Producenci sesji przekonali Jolie do klasycznego stylu gwiazd Hollywood - pisze "Daily Mail".
Aktorka zgodziła się, by zasłonięto jej wszystkie tatuaże i ubrano w skromne, ale bardzo eleganckie kreacje, które nie mają nic wspólnego z wizerunkiem Lary Croft.
Jolie kusi subtelną czarną sukienką St. John, pofarbowanymi na ciemny kolor, lśniącymi włosami i szykownymi butami. "Chcę, aby w mojej szafie były piękne, seksowne i wygodne ubrania" - zwierzyła się.
Sesja odbyła się kilka tygodni temu. Dopiero po zdjęciach aktorka przyznała się, że spodziewa się bliźniąt. To jednak zupełnie nie przeszkadza szefowi St. John, który uważa że Jolie to wspaniała matka, artystka i ambasador dobrej nadziei.

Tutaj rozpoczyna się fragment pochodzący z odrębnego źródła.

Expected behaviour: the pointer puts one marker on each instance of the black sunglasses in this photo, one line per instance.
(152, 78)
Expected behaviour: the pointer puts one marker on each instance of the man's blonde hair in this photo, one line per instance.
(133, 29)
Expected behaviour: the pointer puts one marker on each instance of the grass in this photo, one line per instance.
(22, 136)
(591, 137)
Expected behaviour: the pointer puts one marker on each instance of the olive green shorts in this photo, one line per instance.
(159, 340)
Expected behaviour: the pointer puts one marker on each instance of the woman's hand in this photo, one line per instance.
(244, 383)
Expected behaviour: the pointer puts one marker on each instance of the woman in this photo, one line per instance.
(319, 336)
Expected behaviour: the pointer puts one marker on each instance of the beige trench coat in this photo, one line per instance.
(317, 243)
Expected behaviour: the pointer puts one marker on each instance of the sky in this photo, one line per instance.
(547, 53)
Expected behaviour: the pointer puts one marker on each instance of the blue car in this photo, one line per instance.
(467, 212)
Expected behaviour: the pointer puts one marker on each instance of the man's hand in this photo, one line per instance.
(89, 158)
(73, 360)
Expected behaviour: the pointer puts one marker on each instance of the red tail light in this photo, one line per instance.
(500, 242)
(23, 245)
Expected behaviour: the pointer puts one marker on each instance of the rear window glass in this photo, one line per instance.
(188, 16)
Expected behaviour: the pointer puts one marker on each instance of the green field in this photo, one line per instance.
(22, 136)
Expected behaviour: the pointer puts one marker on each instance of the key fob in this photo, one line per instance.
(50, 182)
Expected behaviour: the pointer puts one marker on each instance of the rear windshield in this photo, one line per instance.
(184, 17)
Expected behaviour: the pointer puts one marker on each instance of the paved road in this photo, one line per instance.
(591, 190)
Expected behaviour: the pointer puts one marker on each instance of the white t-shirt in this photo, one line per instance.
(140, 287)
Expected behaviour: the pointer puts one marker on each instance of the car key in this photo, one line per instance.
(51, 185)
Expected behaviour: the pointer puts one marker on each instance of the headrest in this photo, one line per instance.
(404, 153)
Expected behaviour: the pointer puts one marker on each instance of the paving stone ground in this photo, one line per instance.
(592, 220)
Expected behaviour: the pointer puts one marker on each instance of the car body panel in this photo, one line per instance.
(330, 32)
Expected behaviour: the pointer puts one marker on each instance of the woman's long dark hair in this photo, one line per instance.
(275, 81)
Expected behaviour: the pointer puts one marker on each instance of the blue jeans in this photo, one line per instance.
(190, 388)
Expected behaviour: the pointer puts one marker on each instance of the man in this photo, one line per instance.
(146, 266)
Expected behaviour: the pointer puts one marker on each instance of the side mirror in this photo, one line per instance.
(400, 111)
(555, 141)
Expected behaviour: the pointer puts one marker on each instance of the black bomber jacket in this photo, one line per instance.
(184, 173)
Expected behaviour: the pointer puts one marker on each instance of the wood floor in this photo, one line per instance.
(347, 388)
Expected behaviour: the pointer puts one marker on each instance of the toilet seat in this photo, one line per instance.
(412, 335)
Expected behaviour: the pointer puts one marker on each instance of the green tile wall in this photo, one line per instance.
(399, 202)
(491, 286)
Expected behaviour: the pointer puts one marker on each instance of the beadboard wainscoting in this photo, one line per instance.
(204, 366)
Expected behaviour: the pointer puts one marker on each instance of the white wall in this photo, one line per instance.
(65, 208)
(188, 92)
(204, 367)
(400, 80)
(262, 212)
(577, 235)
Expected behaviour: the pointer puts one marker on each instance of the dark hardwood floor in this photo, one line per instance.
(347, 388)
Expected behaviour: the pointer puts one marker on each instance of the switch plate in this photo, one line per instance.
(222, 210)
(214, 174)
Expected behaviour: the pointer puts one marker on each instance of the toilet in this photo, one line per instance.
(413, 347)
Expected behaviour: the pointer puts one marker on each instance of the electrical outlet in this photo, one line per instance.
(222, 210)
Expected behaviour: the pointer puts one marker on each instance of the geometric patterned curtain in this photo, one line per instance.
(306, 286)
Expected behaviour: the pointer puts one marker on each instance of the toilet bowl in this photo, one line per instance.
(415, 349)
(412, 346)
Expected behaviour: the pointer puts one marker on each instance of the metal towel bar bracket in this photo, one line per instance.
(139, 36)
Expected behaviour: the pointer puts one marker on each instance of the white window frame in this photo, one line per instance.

Z jego zdaniem zgadza się Brad Pitt, partner Angeliny. Jak donoszą jego przyjaciele, chwali się na prawo i lewo, że będzie ojcem. Zdecydował się również, że zmieni swoje plany zawodowe, by być przy porodzie. Podobno bliźnięta nie były planowane, ale ich rodzice cieszą się, że wkrótce maluchy dołączą do sporej gromadki pozostałych dzieci pary - Zahary, Paxa, Madoxa i Shiloh.
Na szczęście ich rodzice nie muszą martwić się, że skończą się pieniądze na pieluchy. Wystarczy, że Angelina pozwoli się ładnie ubrać. Jakie to proste!